Vaksinasi tidak selalu harus dilakukan dengan
menggunakan obat hasil produksi pabrik, tetapi dapat juga diterapkan melalui
vaksinasi tradisional menggunakan berbagai tanaman obat.
Daun
pepaya merupakan salah satu bahan yang cukup mujarab dan aman dikonsumsi ayam
kampung yang pernah saya coba. Berikut
resep daun pepaya anti tetelo saya.
Resep
Daun Pepaya Plus
Bahan
baku yang digunakan antara lain daun pepaya, temuireng, temulawak, kulit bawang
putih, kulit bawang merah, daun teh, daun salam, daun singkong. Tidak ada takaran untuk bahan baku tersebut
karena jamu ini bersifat godokan.
Cara pembuatannya yaitu : semua bahan
diiris tipis, kemudian dimasukkan ke dalam panci berisi air, direbus sampai
mendidih. Setelah mendidih, matikan
kompor, biarkan ramuan ini hingga suam-suam kuku. Kemudian air rebusan tersebut disaring. Ampasnya jangan dibuang, tetapi dapat
diberikan sebagai campuran pakan basah.
Cara
pemberian vaksin tradisional ini
yaitu : ayam dipegang, air rebusan bisa diteteskan langsung
ke paruh ayam dengan dosis 2 sendok makan (sekitar 5 ml). Menjelang pancaroba atau pergantian musim,
ramuan ini bisa diberikan setiap 2 sampai 3 hari sekali. Di luar musim pancaroba, pemberian cukup 1
minggu sekali.
Resep
Tunggal Daun Pepaya
Resep ini hanya
menggunakan 5 lembar daun pepaya yang sudah tua tapi belum menguning. Cara pembuatannya yaitu : Iris daun pepaya
menjadi beberapa bagian kecil kemudian masukkan ke dalam wadah. Tambahkan 100 ml air matang. Peras daun pepaya , saring airnya.
Cara
pemberian vaksin tunggal daun pepaya ini sama seperti pemberian vaksin daun
pepaya plus. Ayam dipegang, ekstrak daun
pepaya dimasukkan 2 sendok makan langsung ke paruh ayam secara
pelan-pelan. Dapat juga diberikan dengan
mencampur 5 ml ekstrak daun pepaya ke dalam 50 ml air minum ayam. Pencegahan di musim pancaroba dilakukan
dengan memberikan ekstrak 2-3 hari sekali.

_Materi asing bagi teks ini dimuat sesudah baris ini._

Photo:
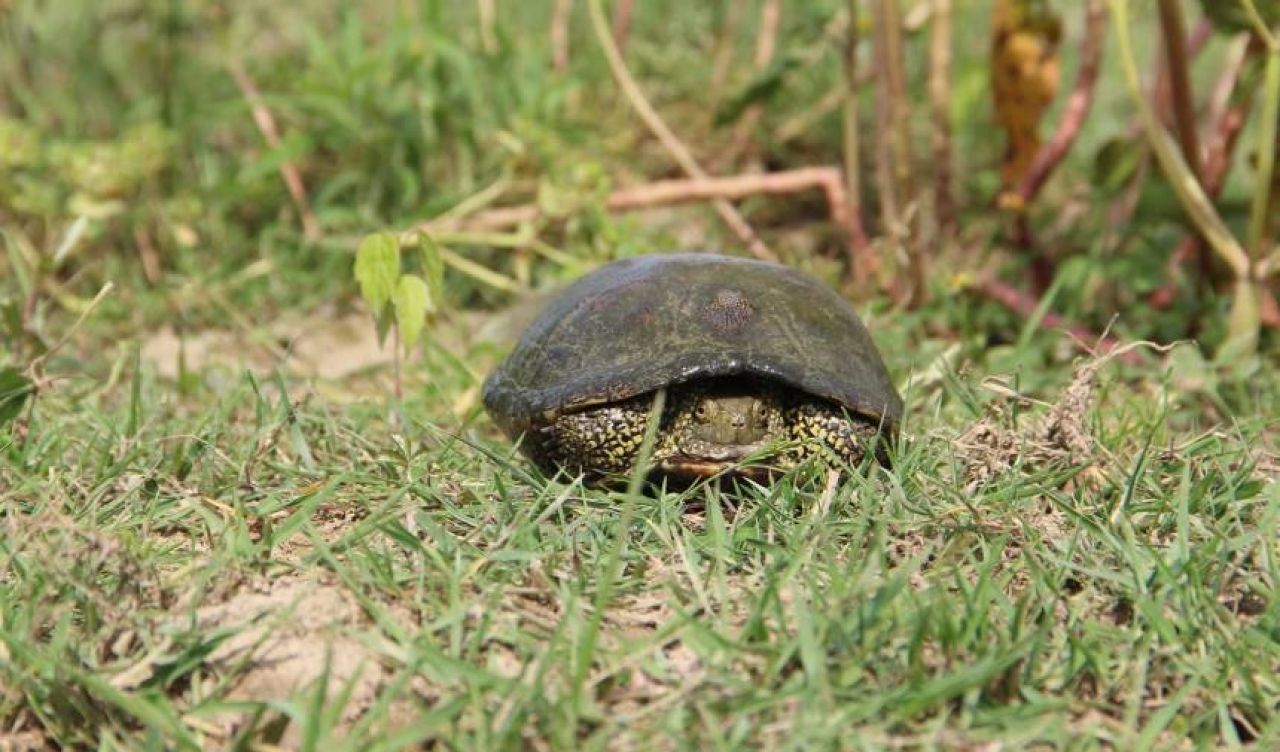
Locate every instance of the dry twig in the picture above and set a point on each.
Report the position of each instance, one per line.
(272, 134)
(670, 141)
(622, 10)
(1025, 306)
(675, 192)
(1077, 106)
(766, 41)
(561, 17)
(940, 101)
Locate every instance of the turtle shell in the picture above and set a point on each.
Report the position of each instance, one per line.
(640, 324)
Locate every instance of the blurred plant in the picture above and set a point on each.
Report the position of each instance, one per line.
(1024, 74)
(1255, 261)
(401, 301)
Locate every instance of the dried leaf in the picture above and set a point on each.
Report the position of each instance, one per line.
(1024, 73)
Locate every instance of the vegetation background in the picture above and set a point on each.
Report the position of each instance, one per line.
(236, 516)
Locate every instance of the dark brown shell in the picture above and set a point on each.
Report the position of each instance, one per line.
(636, 325)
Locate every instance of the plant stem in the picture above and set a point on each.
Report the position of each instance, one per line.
(940, 99)
(1260, 214)
(664, 134)
(1189, 192)
(862, 257)
(1184, 109)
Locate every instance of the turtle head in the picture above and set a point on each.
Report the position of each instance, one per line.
(725, 422)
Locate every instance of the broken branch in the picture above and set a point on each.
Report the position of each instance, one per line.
(272, 134)
(670, 141)
(676, 192)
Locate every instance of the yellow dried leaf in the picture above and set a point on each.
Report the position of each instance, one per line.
(1024, 76)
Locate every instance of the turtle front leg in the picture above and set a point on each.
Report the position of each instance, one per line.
(599, 441)
(822, 430)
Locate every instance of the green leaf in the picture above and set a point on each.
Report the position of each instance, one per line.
(411, 306)
(433, 269)
(14, 390)
(763, 87)
(378, 269)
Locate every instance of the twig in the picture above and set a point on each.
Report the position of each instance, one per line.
(272, 134)
(1077, 106)
(33, 367)
(863, 262)
(675, 192)
(1174, 30)
(147, 251)
(1229, 122)
(561, 17)
(1027, 306)
(666, 136)
(766, 41)
(940, 101)
(892, 145)
(1189, 192)
(622, 10)
(488, 19)
(723, 56)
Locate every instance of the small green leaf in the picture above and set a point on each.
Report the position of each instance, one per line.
(378, 269)
(14, 390)
(411, 306)
(433, 269)
(759, 90)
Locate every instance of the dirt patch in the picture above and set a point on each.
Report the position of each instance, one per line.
(284, 633)
(996, 443)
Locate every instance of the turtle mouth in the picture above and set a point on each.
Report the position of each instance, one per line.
(713, 461)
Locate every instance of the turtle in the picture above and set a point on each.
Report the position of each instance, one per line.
(760, 366)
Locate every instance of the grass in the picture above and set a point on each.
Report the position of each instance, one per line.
(219, 548)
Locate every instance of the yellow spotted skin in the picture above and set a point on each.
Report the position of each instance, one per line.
(782, 427)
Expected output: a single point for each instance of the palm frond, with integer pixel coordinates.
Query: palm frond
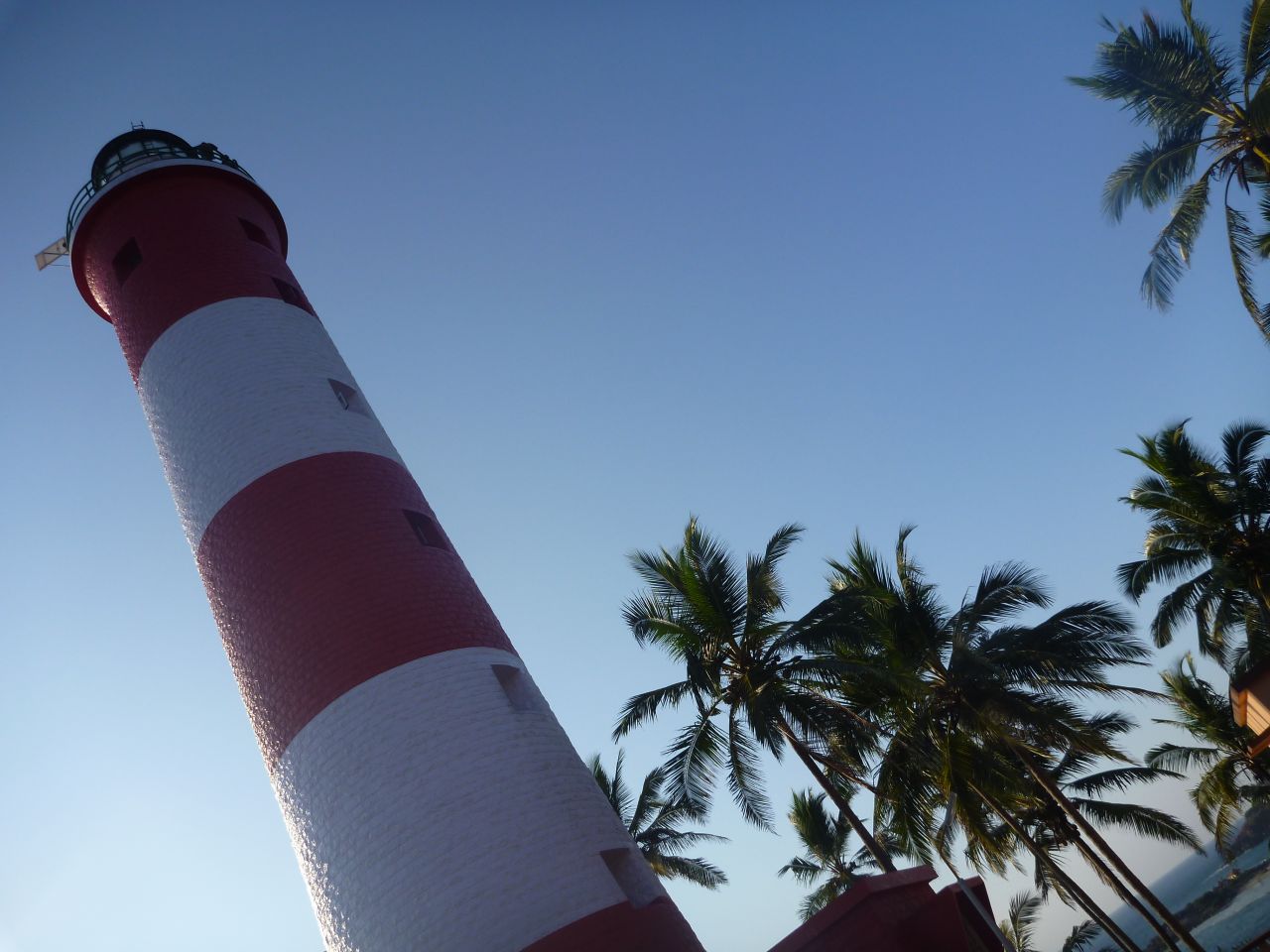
(1173, 248)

Untuk pemberian di luar musim pancaroba ekstrak daun pepaya cukup
diberikan seminggu sekali.
Demikian
resep daun pepaya untuk tetelo. Saya
yakin, ramuan yang biasa saya pakai untuk ayam buras saya ini juga cespleng
untuk ayam maupun unggas saudara lainnya.